Técnicas ancestrais restauram os pântanos do Chile


Desde 2019, a CONAF, em conjunto com a CONADI e as comunidades indígenas da região de Arica e Parinacota, vem desenvolvendo Ayni ou trabalho comunitário que conseguiu o resgate de cerca de quatro mil hectares de áreas úmidas.

Essa recuperação tem permitido o desenvolvimento econômico e social dessas cidades, localizadas a mais de quatro mil metros de altitude.

Por Gabriela Lucero

Muito antes da chegada dos espanhóis à América no século XV, as comunidades aimarás do Chile e da Bolívia , que até hoje pouco conhecem sobre os limites geográficos, desenvolveram toda a sua vida em torno dos Ayni, sistema econômico-social que seguem praticando e que lhes permita viver em harmonia e equilíbrio para o bem da comunidade, e que se baseie na reciprocidade e na complementaridade.

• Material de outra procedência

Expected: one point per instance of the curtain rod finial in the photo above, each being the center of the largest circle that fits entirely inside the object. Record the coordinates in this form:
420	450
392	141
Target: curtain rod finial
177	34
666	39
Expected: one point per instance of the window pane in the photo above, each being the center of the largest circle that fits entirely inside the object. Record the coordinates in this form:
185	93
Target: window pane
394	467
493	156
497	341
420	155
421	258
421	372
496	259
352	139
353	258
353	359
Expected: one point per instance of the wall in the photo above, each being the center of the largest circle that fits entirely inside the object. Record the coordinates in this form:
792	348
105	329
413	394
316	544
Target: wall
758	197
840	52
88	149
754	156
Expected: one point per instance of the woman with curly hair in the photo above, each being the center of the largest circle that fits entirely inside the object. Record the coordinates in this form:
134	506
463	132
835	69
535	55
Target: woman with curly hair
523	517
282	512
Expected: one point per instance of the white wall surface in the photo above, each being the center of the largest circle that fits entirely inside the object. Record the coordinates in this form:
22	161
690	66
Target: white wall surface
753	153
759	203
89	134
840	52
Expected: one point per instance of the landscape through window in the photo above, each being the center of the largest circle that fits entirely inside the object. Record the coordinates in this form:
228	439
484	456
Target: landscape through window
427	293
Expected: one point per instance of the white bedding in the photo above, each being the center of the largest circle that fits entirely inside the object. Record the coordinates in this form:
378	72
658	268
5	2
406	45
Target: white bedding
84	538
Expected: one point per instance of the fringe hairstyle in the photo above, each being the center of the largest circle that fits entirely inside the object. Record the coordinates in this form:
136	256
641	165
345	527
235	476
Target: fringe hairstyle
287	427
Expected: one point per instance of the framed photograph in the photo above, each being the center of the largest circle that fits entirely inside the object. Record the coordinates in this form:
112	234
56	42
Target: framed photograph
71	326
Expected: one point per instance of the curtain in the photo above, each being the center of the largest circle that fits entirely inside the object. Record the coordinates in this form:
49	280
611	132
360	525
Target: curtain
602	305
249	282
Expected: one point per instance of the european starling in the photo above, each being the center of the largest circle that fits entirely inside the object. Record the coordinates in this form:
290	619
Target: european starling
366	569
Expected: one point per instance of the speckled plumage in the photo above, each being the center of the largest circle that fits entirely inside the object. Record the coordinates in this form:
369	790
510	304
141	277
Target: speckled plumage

Um exemplo de ayni ocorre quando os membros de uma comunidade semeiam as terras de um companheiro junto com ele, que mais tarde paga seu ayni semeando as terras daqueles que trabalharam ao lado dele. Isso significa que a reciprocidade no ayni andino é consequência do ato ou atividade de uma pessoa, de modo que a todo momento estamos dando e recebendo.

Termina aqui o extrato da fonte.